We were set to buy the City Mini, whose one-hand fold I really liked, but then some friends offered us the Bee that their two kids had outgrown. (Thanks, Meg & Jason!) So that kind of made our minds up for us.
So far the Bee has been wonderful. But the City Mini is supposed to be amazing too. Seriously, I did not read a single negative review about the Mini. (While the Bee did come in for some criticism here and there.)
Or, skip the stroller for a while
Another approach that some other parents I’ve talked to have taken is to forgo the stroller altogether until the child is old enough to go into a so-called umbrella stroller—those lightweight, folding strollers that are more canvas than frame. (Newborns can’t ride in an umbrella stroller because the seat is upright; tiny ones need to lay as flat as possible—which is why back in the day they went out in prams.)
About the author: Adam Kuban is a one-time foodblogger turned aspiring pizzeria owner — see margotspizza.com. Founder of Slice and A Hamburger Today and founding editor of Serious Eats. He enjoys photography, urban hiking, and naps.
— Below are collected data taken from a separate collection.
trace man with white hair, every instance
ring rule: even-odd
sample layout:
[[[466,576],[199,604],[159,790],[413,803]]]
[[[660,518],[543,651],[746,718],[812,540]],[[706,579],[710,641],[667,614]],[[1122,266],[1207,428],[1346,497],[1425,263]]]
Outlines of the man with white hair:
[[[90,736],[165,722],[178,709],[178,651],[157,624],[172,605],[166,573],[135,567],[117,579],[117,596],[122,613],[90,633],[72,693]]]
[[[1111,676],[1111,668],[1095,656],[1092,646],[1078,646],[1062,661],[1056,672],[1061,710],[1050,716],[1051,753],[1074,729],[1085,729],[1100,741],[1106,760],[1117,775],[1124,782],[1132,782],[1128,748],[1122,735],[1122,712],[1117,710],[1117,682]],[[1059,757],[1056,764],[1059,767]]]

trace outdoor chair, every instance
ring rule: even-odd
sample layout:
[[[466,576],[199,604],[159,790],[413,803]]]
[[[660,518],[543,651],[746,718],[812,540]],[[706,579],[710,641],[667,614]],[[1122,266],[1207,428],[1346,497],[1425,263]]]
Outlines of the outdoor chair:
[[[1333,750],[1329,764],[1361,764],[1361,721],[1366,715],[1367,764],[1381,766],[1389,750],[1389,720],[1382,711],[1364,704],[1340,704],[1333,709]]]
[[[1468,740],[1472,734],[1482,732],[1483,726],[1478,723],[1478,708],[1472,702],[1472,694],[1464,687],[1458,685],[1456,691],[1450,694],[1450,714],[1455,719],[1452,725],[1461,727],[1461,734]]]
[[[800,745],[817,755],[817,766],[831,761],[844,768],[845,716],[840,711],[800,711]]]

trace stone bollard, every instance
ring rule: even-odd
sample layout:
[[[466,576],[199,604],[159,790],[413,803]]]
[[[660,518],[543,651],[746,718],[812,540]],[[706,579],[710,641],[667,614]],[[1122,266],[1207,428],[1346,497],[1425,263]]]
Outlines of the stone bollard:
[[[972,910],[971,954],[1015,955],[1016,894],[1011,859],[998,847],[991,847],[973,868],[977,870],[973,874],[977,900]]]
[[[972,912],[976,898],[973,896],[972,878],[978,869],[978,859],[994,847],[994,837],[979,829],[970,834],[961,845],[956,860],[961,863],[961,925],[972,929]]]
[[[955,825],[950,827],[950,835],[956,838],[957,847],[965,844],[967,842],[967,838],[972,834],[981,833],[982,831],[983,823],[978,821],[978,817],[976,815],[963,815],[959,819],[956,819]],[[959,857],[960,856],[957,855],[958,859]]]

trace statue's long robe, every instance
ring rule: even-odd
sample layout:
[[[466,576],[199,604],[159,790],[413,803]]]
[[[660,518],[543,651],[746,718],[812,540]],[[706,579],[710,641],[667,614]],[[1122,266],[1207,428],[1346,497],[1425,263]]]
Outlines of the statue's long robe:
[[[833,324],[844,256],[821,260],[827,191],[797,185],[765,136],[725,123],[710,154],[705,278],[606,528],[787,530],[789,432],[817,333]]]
Thanks for your detail-filled post, Adam. We’re in the same boat here in Tel Aviv – looking for a stroller that we can easily (!) lug up to our 4th floor walk-up. Going to do a bit more research, but your arguement for the City Mini is pretty strong. 🙂
Funny, because I just talked to someone out on the street yesterday about Bee vs. City Mini. He and his wife were in the same boat, trying to decide. I advised City Mini. Seems to be better value. At this point, our baby is now 9 months and old enough to go in an umbrella stroller. We have so little space in our apartment that I’m eager to get rid of the Bee and switch to the more compact option of the umbrella.